If you're saving DTD content, these methods will bracket a lot of work where you squirrel data away for later use. Otherwise, you'll probably arrange to ignore all the other DTD events and will only need to decide what to do with comments and processing instructions, if you don't just ignore them. Ignoring them within DTDs is a popular strategy even when they're not ignored elsewhere. This is because comments or PIs inside a DTD would seem to apply to DTD contents, while most applications are instead working with document contents.

void startCDATA()

void endCDATA()

These methods report the beginning and end of a <[CDATA[...]]> text section; the bracketing characters are not reported. Any content within a CDATA section is reported with characters() events; the < and & characters within CDATA sections are parsed like normal characters, not like delimiters for markup.

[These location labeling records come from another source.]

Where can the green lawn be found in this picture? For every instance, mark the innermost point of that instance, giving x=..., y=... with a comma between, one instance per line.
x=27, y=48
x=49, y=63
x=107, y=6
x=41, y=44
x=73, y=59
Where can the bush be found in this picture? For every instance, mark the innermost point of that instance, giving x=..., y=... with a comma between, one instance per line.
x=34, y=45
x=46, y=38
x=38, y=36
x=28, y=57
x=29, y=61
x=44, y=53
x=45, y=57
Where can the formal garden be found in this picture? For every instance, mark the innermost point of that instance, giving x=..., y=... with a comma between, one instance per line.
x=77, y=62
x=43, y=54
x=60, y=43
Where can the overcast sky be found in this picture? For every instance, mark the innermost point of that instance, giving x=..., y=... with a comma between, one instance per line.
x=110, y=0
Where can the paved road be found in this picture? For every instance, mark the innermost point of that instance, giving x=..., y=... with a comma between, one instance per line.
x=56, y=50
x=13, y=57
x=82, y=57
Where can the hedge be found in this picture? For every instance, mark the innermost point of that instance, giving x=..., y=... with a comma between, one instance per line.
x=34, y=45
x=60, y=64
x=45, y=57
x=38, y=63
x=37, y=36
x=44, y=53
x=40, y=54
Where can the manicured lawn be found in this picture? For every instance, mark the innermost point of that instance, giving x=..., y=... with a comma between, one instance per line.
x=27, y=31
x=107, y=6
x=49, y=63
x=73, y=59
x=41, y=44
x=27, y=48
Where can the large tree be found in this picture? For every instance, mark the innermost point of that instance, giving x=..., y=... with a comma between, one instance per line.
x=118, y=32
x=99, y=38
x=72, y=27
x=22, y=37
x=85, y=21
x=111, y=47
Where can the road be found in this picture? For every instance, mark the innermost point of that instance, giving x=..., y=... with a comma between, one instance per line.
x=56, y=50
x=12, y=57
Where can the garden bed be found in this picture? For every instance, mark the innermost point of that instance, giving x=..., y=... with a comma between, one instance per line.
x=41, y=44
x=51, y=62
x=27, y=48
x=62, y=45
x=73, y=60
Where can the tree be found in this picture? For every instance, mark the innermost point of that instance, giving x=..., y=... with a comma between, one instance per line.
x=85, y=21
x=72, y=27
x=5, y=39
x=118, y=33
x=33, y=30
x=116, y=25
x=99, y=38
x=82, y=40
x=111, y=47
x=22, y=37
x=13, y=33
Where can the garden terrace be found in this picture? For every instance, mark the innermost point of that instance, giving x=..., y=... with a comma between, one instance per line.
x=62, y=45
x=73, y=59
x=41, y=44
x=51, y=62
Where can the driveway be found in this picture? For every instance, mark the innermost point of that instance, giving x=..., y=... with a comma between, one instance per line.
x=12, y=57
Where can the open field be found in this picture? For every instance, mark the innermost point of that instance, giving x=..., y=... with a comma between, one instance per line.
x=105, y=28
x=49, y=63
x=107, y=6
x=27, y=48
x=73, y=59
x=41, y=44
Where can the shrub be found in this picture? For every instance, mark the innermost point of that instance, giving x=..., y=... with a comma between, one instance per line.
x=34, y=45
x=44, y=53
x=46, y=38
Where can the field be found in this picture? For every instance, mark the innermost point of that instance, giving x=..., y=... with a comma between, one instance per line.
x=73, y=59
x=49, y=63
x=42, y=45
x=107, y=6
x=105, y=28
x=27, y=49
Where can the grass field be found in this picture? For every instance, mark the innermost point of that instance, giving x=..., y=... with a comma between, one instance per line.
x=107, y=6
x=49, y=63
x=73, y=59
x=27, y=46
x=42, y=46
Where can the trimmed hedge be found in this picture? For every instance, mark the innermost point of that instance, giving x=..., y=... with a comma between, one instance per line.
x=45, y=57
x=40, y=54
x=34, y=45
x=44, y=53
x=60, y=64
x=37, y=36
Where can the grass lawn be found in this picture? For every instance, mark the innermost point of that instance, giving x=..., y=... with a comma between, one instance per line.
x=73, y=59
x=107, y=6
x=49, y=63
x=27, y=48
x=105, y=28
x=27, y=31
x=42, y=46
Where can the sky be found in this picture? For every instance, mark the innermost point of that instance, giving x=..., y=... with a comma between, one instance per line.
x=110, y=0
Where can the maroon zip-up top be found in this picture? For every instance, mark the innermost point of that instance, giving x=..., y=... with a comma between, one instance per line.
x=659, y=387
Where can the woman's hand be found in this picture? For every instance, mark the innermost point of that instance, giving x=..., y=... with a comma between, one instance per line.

Most software has little reason to care whether character content is contained in CDATA sections. Unless you are trying to round-trip data while preserving those lexical artifacts (to simplify potential future work done with text editors), the right response to CDATA events is to ignore them.

void startEntity(String name)

void endEntity(String name)

These methods report the beginning and end of internal or external entity expansion. The entity is named using the same rules as the ContentHandler.skippedEntity() callback. If you need to indicate which kind of entity is being expanded, record information from the DeclHandler.externalEntityDecl() callback and consult it in these methods. (That means you'll likely really want an extended DefaultHandler or XMLFilterImpl that supports both of the standardized extension classes.)

Expansions of general entity references, like &dudley;, are reported everywhere except inside attribute values. Such expansions within entity values can't meaningfully be reported, since all markup within start tags is reported at the same time.

Not all parsers report expansion of parameter entities, like %nell;, in DTDs. There is a special parser feature flag (lexical-handler/parameter-entities) that determines whether parsers report such events. As with general entity references, not all parameter entity expansions can be meaningfully reported. Parameter entities that expand as part of markup declarations or conditional section markers won't be seen, since markup declarations are reported only in their entirety.